Dave Ferris: neighbourhood worker who led collective action and fostered a community spirit

By Nick Bailey, Helen Haigh, and Mairi Mills

Dave Ferris (left) with partner Adrian Dowson.

Dave Ferris, who died in April, was a community worker at the Fitzrovia Neighbourhood Centre for more than two decades, and was highly regarded by his colleagues and the management of the organisation.

Generous in spirit, and genuinely democratic, it was his idea that the neighbourhood workers operate as a collective, but he was also a leader who pulled everyone together.

Though Dave would refer to himself as grumpy, he was generally charming, witty, and always had time for everyone. He nearly always wore sandals, but was definitely not a hippy. In his spare time he loved to listen to classical music and visit the theatre.

Dave was born in Canada in 1942 and graduated with a degree from the University of Alberta. He came to London in 1969 and took a diploma in youth and community studies at Goldsmiths College, University of London. He later worked on community projects in Wandsworth and Battersea.

In the autumn of 1976 he was interviewed for the post of neighbourhood worker in the Neighbourhood Centre which had opened at 39 Tottenham Street the previous year by the Fitzrovia Neighbourhood Association (FNA).

Dave had an excellent record of community and advice work and was duly appointed and began work in January 1977 with Rebecca Plato, and Tina Reid.

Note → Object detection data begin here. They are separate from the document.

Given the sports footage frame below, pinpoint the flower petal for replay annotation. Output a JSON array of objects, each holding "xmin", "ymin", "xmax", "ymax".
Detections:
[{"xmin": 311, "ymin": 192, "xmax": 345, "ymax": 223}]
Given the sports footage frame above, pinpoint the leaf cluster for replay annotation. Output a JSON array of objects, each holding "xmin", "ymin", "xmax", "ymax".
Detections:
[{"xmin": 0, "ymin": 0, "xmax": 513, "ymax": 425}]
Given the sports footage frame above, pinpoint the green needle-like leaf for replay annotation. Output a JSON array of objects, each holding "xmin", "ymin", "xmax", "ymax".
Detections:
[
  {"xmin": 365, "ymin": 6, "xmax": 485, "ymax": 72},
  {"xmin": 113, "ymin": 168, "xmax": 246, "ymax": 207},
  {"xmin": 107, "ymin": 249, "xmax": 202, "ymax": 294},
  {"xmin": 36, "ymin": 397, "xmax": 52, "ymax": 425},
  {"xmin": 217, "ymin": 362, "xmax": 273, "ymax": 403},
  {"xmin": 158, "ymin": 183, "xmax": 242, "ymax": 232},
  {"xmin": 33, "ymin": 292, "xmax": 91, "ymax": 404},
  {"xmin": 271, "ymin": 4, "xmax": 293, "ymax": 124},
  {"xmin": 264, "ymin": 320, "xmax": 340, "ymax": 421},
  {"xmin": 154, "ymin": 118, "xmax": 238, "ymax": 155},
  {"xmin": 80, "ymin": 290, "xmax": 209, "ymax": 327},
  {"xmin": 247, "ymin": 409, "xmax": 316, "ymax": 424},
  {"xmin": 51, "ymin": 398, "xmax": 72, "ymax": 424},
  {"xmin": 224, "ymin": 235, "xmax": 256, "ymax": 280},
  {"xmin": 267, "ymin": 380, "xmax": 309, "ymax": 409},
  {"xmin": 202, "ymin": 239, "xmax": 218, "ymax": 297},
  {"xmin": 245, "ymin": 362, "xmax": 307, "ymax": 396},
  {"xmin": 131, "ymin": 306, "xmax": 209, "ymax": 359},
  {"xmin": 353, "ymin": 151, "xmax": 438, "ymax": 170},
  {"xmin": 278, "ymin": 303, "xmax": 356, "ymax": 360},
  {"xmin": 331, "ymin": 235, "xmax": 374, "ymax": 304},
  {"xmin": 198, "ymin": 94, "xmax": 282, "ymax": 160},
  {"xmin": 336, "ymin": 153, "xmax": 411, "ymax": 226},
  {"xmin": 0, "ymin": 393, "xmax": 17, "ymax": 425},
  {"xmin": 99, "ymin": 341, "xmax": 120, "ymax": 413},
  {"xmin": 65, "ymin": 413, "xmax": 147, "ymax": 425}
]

Helen Haigh joined the team from 1978 to 1980. When Tina moved on, Terry Rich (from 1979 to 1987) was recruited.

Dave managed to keep on top of the four key strands of activity: providing an advice centre specializing in welfare benefits, housing and immigration law; bringing together a disparate group of residents’ and tenants’ associations on both sides of the borough boundary; making collective representations to both Camden and Westminster on a wide variety of planning, environmental and licensing issues; and enabling new organisations for groups such as children and pensioners.

In 1977 he wrote: “The great attraction of this job is its variety and open-endedness: there is an almost infinite number of situations we could find ourselves involved in. But that open-endedness also poses the greatest difficulty of the job: how to decide from moment to moment what is the best use of our limited time and energies?”

During a period when both Camden and Westminster provided funding for the FNA, Dave ensured the grants continued despite sensitive political differences between the boroughs’ different local priorities.

He fostered real community development — often through events and parties — because he held the philosophy of grassroots work over top down, and funding-led priorities. He also had the acumen to identify pro bono advisers in specialist fields.

When businesses and the councils started to develop their ideas, exploiting the community spirit, Dave was consistent in pointing out that “the people live here” and resisted co-option by corporate Fitzrovia.

One of the people Dave drew into the FNA’s work was his partner Adrian who was instrumental in fundraising in the nineties, setting up a parachute jump which raised vital funds to support the organisation. Adrian, a talented artist, contributed graphic art for Fitzrovia News’ pre-computer editions, and his artwork also featured in annual reports.

When computers arrived at the Neighbourhood Centre, Dave became enamoured with database development, and again led the rest of the team — who included Samina Dewan, Mairi Mills and then Nicola Charalambous — and adapted his skills and knowledge.

Every year the three neighbourhood workers would go to Dave’s sunny Bloomsbury flat to talk without interruption and put the annual report together. It was a collective effort but Dave played the most crucial role of all.

His commitment to the local community was very strong and his thoroughness in helping people who were often living in extremely difficult situations was unquestionable.

As an out gay man, he was outraged by Clause 28’s “pretend family relationships”, and valued his chosen family. He would send warm and funny handmade birthday cards from ferrisdowson publications.

As local authority grants got smaller each year he would spend more time working late and often on Saturdays writing funding applications trying to keep the organisation afloat. The strain affected his physical and mental well-being and he eventually took the difficult decision to announce his early retirement.

After his retirement in 2000 he went to work part-time at a community project in Waterloo. He returned to work for the FNA from time to time — happier and refreshed — as a consultant, and in 2003 he proudly joined his former colleagues at the march against the Iraq war.

Later Dave and his long-time companion Adrian moved out of their top floor flat in Bury Place and into retirement housing at the Brunswick Centre in Bloomsbury.

In his mid-70s he suffered a number of strokes and after suffering a short illness he died at University College Hospital in April. He leaves behind a brother Jim and sister Heather in Canada, and long-time companion Adrian in London.

The Fitzrovia Neighbourhood Association was forced out of the Neighbourhood Centre at the end of June 2019 by Camden Council who wanted vacant possession of it. The Grade II listed building has remained empty, boarded up, and a heritage asset at risk ever since.

Dave Ferris: born Windsor, Ontario, Canada 1942; died London April 2020.